A pesquisa foi apoiada pelos Institutos Nacionais de Saúde, pela Fundação Nacional de Ciência dos EUA, pela Fundação Rita Allen e pela Klingenstein Fellowship in the Neurosciences.

“O metabolismo é frequentemente alterado em lesões cerebrais e doenças como a doença de Alzheimer, mas não sabemos se isso é uma causa ou consequência da doença”, disse a autora sênior Monica Dus, professora associada de biologia molecular, celular e do desenvolvimento da UM.

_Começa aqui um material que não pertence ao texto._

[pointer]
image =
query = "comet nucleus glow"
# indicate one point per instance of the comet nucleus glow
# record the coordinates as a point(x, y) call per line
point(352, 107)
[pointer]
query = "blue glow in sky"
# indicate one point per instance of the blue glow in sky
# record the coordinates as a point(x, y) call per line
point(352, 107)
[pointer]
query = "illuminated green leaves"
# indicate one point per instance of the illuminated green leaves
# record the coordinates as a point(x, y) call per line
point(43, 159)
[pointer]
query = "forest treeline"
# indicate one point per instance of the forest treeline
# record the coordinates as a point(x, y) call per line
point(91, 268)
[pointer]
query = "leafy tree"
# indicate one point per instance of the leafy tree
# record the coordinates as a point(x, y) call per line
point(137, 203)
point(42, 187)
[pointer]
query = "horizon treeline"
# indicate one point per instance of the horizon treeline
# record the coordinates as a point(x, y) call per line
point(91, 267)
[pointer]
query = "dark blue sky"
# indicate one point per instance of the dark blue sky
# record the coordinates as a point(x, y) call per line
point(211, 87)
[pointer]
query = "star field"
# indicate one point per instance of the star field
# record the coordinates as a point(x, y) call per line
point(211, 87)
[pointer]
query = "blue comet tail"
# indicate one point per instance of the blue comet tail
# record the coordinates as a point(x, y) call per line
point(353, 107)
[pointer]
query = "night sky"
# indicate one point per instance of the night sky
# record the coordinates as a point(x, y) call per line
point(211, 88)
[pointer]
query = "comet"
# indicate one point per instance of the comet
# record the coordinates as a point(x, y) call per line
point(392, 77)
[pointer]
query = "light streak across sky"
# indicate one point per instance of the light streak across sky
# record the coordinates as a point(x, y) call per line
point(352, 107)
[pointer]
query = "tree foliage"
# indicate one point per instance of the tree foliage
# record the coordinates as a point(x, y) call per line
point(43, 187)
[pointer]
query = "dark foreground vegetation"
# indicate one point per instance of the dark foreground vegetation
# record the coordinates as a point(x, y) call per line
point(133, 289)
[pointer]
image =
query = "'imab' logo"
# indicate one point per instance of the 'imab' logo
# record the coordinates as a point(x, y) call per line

“Aqui descobrimos que a redução do metabolismo do açúcar quebra a integridade neural, mas se os neurônios já estiverem lesionados, a mesma manipulação pode ativar preventivamente um programa de proteção. Em vez de quebrar, os axônios resistem por mais tempo.”

Proteínas que detectam danos e controlam a degeneração

O autor principal, TJ Waller, pesquisador de pós-doutorado, identificou duas proteínas que parecem influenciar por quanto tempo os axônios permanecem saudáveis ​​após uma lesão. Uma dessas proteínas é a dupla leucina zíper quinase, ou DLK, que atua como um sensor para danos neuronais e se torna ativa quando o metabolismo é interrompido.

A segunda proteína, SARM1 – abreviação de Sterile Alpha e TIR Motif-containing 1 – tem sido associada há muito tempo à degeneração do axônio. O estudo mostra que a atividade SARM1 está intimamente ligada à resposta DLK.

“O que nos surpreendeu é que a resposta neuroprotetora muda dependendo das condições internas da célula”, disse Dus. “Os sinais metabólicos determinam se os neurônios mantêm a linha ou começam a quebrar.”

Quando a proteção se transforma em dano

Em situações onde os neurônios e axônios permanecem intactos, a atividade do DLK aumenta enquanto o movimento do SARM1 é restringido. Esta combinação parece apoiar a protecção a curto prazo. Porém, os pesquisadores descobriram que esse equilíbrio não dura indefinidamente.

Quando o DLK permanece ativo por longos períodos, sua função muda. A ativação prolongada leva à neurodegeneração progressiva, revertendo os efeitos protetores anteriores e acelerando os danos ao longo do tempo.

O desafio de direcionar DLK em doenças

Devido ao seu papel central, o DLK tornou-se um foco importante para o estudo e tratamento de doenças neurodegenerativas. No entanto, a sua dupla natureza torna difícil atingir com segurança, explicou Waller.

“Se quisermos retardar a progressão de uma doença, queremos inibir o seu aspecto negativo”, disse Waller. “Queremos ter certeza de que não estamos inibindo de forma alguma o aspecto mais positivo que pode realmente estar ajudando a retardar a doença naturalmente”.

Encontrar maneiras de gerenciar os efeitos opostos do DLK continua sendo um desafio não resolvido. Compreender como moléculas como o DLK alternam entre estados protetores e prejudiciais pode ter implicações importantes no tratamento de lesões cerebrais e doenças neurodegenerativas.

Dus e Waller disseram que a compreensão deste mecanismo “fornece uma nova perspectiva sobre lesões e doenças, que vai além de simplesmente bloquear os danos, concentrando-se no que o sistema já está fazendo para reforçá-los”.